XHUNES-TDT
- Durango, Durango; Mexico;
- Channels: Digital: 11 (VHF); Virtual: 8;
- Branding: XHUNES España TV 8.1

Programming
- Affiliations: Independent educational

Ownership
- Owner: Universidad Autonoma España de Durango
- Sister stations: XHUNES-FM 92.9

History
- Founded: February 28, 2008
- Former call signs: XHPBDG-TDT
- Former channel numbers: 28 (analog, 2008-2015); 16 (virtual, 2015-2016; physical, 2015–2022);
- Call sign meaning: Universidad España

Technical information
- Licensing authority: CRT
- ERP: 1.48 kW
- HAAT: 162.2 m (532 ft)
- Transmitter coordinates: 24°3′4″N 104°37′56″W﻿ / ﻿24.05111°N 104.63222°W

Links
- Website: xhunestv.unes.edu.mx

= XHUNES-TDT =

University television station in Durango City, Mexico

XHUNES-TDT is an educational television station founded in 2008 by the Universidad España (Spanish University) in Durango, Mexico.

Dedicated to cultural and scientific diversity, XHUNES-TDT broadcasts 24 hours per day.

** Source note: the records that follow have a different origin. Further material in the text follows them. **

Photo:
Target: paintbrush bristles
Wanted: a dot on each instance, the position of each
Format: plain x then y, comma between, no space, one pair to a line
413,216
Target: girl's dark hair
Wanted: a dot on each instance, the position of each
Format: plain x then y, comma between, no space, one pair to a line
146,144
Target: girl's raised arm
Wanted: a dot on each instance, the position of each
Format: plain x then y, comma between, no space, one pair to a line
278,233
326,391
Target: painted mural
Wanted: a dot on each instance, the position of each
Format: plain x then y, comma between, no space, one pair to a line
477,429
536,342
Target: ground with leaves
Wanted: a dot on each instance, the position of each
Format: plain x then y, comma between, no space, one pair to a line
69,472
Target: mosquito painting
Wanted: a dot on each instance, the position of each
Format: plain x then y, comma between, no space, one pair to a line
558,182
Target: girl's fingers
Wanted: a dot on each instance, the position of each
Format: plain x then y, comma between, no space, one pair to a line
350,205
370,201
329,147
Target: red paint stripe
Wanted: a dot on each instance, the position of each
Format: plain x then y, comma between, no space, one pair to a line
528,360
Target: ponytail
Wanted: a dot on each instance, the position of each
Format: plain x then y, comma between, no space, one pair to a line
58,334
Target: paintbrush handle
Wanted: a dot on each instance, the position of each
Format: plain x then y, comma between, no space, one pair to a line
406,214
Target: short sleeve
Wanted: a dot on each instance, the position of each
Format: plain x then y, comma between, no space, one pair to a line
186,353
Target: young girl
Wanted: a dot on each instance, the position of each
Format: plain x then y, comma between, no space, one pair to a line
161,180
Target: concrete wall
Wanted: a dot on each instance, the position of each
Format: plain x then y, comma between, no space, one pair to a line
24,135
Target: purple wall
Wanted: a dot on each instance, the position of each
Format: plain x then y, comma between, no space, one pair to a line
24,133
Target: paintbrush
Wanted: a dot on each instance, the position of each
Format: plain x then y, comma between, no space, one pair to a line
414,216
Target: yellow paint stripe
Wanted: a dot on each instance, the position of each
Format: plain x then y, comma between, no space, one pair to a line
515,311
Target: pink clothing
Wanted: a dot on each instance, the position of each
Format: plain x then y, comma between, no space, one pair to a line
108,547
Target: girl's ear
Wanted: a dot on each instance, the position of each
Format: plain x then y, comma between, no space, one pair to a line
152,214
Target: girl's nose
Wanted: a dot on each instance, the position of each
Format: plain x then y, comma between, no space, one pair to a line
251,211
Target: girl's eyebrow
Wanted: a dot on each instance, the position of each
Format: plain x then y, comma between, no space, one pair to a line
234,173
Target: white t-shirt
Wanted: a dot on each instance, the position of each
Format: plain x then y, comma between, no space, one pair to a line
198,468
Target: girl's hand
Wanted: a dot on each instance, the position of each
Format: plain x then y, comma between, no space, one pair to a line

Operated by university staff as well as degree students in various fields of communications, it operates as a teaching and educational facility and a sister station to XHUNES-FM 92.9 radio.

The first university television station in the state of Durango, XHUNES-TDT programming covers natural and social sciences as well as investigative journalism, serving as a laboratory for graduate and undergraduate students of the School of Communication Sciences in degree programs such as marketing, journalism, public relations & corporate image, and graphic design.

The station signed on in analog and converted to digital on physical channel 16, effective December 22, 2015. As a result of the expiration of the permit without renewal, the UNES received a second concession for XHPBDG-TDT on VHF channel 11, which became the new XHUNES-TDT in 2022.